This commentary does not concern itself with the need for, or the value of glyphosate as an agrochemical: rather it examines the scientific basis for the various conclusions reached at different times by a number of regulatory authorities and by the International Agency on Research on Cancer (IARC). Why do they differ? An appropriate regulatory stance depends critically on the application of good science and consistency in the application of established criteria. Constant reappraisal of the methodology used is essential.
Glyphosate has been assessed for carcinogenicity in several studies in rats, some of which were excluded from consideration in the IARC monograph. Across these eight studies, rats were exposed to 24 different dietary exposure concentrations that ranged from control (0) to 30,000 mg glyphosate/kg diet.

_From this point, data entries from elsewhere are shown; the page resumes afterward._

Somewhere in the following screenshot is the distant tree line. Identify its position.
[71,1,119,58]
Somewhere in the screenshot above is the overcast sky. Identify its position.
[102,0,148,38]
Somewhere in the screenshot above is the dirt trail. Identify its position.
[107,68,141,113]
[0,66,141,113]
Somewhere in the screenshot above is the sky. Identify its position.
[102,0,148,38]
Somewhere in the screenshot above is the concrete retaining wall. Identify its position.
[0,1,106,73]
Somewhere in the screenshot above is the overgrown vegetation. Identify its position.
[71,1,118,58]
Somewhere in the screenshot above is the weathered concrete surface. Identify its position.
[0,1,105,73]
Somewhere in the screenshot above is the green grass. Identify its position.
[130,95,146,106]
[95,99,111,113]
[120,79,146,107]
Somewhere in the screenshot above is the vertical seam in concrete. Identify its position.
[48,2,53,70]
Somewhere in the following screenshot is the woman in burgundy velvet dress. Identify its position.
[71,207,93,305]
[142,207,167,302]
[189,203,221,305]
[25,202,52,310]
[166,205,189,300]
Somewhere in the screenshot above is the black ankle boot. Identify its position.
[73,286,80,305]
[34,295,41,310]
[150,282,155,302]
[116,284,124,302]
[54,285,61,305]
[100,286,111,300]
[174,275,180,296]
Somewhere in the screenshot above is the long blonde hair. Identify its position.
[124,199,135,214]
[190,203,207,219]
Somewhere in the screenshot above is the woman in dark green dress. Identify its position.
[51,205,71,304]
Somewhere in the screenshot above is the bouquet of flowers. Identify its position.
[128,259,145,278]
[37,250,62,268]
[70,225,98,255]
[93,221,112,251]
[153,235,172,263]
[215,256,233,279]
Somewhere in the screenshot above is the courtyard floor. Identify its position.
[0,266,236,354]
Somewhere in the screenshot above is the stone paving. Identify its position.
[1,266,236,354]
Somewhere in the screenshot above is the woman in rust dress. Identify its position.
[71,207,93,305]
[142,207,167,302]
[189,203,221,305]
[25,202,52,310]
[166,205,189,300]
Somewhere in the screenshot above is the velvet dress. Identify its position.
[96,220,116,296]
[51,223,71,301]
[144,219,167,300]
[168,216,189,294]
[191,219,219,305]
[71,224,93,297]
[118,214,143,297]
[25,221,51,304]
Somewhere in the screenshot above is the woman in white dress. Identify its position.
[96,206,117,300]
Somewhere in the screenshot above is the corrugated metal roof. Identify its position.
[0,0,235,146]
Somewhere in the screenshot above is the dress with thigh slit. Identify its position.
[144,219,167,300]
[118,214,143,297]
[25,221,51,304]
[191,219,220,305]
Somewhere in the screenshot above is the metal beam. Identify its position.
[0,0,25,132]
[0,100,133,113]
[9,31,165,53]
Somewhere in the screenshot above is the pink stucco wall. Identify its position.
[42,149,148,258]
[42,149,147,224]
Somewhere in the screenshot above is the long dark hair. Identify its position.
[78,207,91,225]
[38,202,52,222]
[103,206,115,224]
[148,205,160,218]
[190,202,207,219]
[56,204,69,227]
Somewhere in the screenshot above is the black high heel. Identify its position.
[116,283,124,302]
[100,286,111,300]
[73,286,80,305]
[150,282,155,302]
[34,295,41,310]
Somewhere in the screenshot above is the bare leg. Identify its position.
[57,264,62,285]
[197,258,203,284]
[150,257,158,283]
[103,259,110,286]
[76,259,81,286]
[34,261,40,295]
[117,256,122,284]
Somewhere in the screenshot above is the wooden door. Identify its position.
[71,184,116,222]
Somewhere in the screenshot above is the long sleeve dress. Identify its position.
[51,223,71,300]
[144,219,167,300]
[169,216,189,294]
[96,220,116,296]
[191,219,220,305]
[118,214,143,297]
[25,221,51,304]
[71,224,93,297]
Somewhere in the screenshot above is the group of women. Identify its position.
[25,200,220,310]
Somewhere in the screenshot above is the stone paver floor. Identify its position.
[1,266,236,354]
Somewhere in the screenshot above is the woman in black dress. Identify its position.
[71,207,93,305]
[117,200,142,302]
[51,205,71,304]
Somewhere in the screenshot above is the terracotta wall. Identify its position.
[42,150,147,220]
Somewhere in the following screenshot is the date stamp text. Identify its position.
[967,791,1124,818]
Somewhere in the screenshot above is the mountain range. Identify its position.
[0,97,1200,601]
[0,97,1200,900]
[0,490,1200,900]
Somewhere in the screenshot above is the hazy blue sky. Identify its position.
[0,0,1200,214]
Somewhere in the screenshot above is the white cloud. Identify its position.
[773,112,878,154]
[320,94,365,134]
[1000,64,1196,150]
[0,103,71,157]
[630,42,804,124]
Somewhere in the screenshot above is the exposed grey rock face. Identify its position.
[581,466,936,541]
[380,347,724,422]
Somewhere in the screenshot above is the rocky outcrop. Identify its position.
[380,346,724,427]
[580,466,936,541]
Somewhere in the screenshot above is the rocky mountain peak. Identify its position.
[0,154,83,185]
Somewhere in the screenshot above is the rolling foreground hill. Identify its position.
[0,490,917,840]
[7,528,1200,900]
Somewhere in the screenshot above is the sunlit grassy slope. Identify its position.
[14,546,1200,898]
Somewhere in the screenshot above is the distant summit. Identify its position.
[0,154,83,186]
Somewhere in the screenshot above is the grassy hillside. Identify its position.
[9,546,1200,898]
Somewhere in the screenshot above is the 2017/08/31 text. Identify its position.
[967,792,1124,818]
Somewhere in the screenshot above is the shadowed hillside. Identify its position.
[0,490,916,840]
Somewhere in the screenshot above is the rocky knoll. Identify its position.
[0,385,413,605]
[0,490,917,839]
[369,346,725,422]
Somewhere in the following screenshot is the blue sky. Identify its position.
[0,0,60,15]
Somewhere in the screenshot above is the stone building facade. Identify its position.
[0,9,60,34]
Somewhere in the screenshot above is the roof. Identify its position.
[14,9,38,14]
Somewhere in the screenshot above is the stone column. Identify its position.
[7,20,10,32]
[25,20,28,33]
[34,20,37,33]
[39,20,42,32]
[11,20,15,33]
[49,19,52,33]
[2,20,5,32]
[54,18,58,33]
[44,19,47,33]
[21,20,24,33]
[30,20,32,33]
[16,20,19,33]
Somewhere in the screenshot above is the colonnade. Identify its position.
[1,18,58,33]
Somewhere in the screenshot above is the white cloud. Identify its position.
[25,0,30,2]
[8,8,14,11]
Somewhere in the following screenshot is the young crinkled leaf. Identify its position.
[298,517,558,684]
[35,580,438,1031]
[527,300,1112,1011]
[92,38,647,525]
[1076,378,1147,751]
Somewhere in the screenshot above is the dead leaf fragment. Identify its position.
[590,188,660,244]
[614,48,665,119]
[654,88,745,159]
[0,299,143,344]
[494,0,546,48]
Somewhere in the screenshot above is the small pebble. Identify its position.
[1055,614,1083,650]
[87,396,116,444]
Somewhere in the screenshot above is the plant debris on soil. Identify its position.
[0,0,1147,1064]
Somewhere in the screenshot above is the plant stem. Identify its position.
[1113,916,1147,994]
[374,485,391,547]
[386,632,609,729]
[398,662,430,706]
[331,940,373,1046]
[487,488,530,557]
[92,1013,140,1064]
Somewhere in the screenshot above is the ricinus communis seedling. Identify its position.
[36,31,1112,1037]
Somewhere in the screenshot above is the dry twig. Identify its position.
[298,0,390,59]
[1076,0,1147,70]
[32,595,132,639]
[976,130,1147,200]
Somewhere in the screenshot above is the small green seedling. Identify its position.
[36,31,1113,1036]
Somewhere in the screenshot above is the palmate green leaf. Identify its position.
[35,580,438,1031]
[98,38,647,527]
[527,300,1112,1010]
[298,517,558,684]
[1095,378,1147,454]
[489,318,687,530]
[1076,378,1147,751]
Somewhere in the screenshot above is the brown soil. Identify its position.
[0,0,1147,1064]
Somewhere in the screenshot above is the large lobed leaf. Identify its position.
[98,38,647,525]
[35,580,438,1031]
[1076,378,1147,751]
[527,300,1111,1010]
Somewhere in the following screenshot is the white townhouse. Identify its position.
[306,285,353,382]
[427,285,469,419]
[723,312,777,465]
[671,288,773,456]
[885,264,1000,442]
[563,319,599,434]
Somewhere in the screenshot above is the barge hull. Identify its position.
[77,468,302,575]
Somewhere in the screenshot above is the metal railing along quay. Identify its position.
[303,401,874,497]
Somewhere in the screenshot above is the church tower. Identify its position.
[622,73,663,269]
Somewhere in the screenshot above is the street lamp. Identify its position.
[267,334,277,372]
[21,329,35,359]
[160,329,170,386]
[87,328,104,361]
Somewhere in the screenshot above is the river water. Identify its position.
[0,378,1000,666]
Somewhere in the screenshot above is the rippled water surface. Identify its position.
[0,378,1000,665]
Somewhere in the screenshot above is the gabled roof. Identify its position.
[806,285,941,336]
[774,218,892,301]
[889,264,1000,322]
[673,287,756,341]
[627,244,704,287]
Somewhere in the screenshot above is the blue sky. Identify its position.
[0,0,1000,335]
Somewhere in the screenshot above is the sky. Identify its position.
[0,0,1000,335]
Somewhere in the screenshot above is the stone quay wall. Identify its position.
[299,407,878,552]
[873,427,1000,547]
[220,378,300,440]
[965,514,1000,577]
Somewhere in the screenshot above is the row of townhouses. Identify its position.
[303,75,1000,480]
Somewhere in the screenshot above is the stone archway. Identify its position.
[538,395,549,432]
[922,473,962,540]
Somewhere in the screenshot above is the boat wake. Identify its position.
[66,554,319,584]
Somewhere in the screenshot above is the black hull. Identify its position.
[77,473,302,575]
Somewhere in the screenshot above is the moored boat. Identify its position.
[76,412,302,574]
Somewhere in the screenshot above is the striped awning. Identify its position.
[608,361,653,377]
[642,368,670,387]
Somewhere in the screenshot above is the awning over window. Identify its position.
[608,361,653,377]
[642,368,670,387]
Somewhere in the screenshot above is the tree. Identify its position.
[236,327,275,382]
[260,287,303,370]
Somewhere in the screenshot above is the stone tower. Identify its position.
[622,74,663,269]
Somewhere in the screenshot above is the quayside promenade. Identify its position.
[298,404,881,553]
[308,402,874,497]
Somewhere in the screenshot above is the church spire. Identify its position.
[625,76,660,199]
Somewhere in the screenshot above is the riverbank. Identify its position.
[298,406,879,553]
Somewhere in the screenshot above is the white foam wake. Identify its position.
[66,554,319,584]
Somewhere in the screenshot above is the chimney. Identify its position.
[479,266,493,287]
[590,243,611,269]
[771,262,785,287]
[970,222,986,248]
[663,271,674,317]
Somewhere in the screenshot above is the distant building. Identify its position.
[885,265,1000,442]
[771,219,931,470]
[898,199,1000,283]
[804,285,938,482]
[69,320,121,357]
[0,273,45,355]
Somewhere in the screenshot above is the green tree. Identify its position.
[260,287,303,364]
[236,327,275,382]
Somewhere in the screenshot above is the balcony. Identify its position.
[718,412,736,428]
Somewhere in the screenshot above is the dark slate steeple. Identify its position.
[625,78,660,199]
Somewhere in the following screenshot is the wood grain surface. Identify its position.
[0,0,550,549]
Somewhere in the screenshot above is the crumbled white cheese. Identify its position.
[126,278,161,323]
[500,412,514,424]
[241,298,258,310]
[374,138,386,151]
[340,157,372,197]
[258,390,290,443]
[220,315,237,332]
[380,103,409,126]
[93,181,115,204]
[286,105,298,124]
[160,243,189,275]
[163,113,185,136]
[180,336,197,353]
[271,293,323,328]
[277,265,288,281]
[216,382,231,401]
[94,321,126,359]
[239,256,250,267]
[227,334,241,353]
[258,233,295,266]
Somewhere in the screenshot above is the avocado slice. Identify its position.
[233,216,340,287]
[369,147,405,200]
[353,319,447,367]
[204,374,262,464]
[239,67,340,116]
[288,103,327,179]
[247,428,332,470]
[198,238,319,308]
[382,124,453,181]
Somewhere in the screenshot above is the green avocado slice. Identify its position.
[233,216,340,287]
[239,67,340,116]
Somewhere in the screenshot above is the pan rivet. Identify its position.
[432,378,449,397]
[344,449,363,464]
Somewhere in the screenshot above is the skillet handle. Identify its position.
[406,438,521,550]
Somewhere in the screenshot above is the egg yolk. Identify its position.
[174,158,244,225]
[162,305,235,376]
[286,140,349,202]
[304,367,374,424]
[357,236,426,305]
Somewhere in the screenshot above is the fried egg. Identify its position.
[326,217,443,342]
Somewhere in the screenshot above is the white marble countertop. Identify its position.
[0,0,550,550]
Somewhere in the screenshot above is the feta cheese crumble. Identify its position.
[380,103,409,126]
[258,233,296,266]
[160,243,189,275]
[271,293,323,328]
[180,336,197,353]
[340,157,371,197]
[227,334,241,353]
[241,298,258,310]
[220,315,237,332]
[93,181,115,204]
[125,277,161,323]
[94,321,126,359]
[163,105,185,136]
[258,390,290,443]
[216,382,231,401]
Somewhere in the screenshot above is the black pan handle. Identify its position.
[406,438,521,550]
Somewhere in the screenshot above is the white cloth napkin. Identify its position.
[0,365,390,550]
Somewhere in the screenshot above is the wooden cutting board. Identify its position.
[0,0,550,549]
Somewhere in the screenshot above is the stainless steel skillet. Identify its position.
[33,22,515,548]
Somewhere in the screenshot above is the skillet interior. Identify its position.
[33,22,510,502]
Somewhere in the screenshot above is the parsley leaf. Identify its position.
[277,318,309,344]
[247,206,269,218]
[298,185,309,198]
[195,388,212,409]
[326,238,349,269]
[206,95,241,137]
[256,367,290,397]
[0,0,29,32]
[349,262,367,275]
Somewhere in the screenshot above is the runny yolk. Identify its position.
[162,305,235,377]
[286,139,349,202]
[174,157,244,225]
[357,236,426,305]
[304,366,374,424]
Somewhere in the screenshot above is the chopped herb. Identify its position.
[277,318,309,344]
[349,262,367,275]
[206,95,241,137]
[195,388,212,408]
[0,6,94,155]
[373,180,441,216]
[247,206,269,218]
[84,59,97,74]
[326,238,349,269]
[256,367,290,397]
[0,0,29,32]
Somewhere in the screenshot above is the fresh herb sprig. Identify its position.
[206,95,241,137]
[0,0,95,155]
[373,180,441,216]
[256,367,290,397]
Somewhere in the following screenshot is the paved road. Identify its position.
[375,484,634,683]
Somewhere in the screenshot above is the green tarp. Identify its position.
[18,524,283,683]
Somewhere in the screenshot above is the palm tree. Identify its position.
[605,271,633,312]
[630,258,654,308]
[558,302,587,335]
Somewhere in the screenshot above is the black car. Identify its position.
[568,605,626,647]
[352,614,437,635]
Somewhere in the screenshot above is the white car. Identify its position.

In males, the incidences of hepatocellular adenomas showed no dose-response relationship and varied within the same range as observed in the controls. This observation was also evident for hepatocellular carcinomas and provided confirmation that glyphosate was not carcinogenic in the liver of rats.
[T]he extensive reviews of the large number of studies on the genotoxicity of glyphosate, its degradate aminomethylphophonic acid (AMPA), and glyphosate-based formulations (GBFs) that were available prior to the publication of the IARC Glyphosate Monograph all support a conclusion that glyphosate (and related materials) are not genotoxic.
[T]he evidence of an oxidative stress mechanism of carcinogenicity is largely unconvincing. The expert panel concluded that there is no new, valid evidence presented in the IARC Monograph that would provide a basis for altering these conclusions, an opinion which is shared by regulatory agencies around the globe.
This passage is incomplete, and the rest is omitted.